1

I have a large dB table where I need to search and replace certain char etc. Some of these are special char.

First I am trying just find before changing the statement to Update replace type.

Below runs ok for

$Search_for = '%apple%'; 

But fails on Special char

So for this example we will concentrate on the ™ ( as pasted from the field)

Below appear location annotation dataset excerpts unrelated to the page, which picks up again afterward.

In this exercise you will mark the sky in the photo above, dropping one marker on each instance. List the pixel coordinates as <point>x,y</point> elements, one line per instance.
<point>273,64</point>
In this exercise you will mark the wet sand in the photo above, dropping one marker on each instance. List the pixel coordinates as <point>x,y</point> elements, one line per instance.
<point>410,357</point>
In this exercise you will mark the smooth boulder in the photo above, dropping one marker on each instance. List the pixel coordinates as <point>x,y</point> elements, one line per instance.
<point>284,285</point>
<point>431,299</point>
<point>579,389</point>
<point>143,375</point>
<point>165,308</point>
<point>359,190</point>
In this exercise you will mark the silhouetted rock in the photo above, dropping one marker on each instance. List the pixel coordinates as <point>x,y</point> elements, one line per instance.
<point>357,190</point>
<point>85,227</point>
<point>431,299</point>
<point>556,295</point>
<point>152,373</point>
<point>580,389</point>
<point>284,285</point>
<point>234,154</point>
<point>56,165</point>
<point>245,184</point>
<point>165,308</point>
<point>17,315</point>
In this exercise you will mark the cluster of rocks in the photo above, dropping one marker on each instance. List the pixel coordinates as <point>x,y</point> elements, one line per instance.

$search_what = 'LongDescription';
$Search_for = '%™%';
SearchToSee($conn,$search_what,$Search_for);

and the function

function SearchToSee ($conn,$search_what,$Search_for) {
                $stmt = $conn->prepare(" SELECT *  FROM table_name WHERE $search_what Like  '$Search_for'  ");
                $stmt->execute();

               foreach ( $stmt as $row ) {
                            print_r ($row);
                }

So how do I format the $Search_for = ?

For reason further on and other systems I have to run each find replace char differently and replace with its own different letters.

So Far I have tried:

in PHP myadmin WHERE LongDescription LIKE '%™%' works !!

in the php:

$Search_for = '%apple%';  works but not special char
$Search_for = '%™%';// Not Working
$Search_for = '%_™%';// Not Working
$Search_for = '™';// Not Working
$Search_for = '%™%';// Not Working

Do I need to change the encoding to pass to SQL ?

Now tried:

        $Search_for2 = '™';
        $Search_for3 = mb_convert_encoding($Search_for2, 'UTF-8', 'UTF-8'); 
        echo  $Search_for3;
        $Search_for = '%'.$Search_for3.'%';

Which echo's â„¢ and works for a proper term like "APPLE" but still not special characters.

Fred
  • 33
  • 8
  • yes you do... and it depends on what encoding your database uses.. if UTF8 then you need to convert your string into UTF8.. see: http://php.net/manual/en/function.iconv.php – RaggaMuffin-420 Mar 03 '15 at 12:38
  • Thanks - db shows "LongDescription text utf8_general_ci" and $Search_for2 = '™'; $Search_for3 = mb_convert_encoding($Search_for2, 'UTF-8', 'UTF-8'); echo $Search_for3; and echo shows â„¢ $Search_for = '%'.$Search_for3.'%'; does not find anything - Ideas ? – Fred Mar 03 '15 at 12:58
  • try removing the last parameter from mb_convert_encoding.. as you are saying the input is UTF-8.. when its not, use the default internal encoding, and you might have more success.. – RaggaMuffin-420 Mar 03 '15 at 13:50
  • thanks - changed to $Search_for3 = mb_convert_encoding($Search_for2, 'UTF-8'); echo now shows ™ but still not finding special char – Fred Mar 03 '15 at 13:55
  • maybe do a regex on your string and only keep `spaces, az A-Z 0-9`? – Andrew Mar 04 '15 at 03:27
  • Thanks but I need to change many of these each in different ways in the dB as others link to the dB so regex wont work :( – Fred Mar 04 '15 at 08:37

3 Answers3

1

First off, you are partially correct. The encoding towards Mysql must be correct. But I guess that is not your problem, as PHP sets this for you IIRC. Just do a select '™'; and see if you are getting the correct feedback in PHP. If not, check your encoding settings.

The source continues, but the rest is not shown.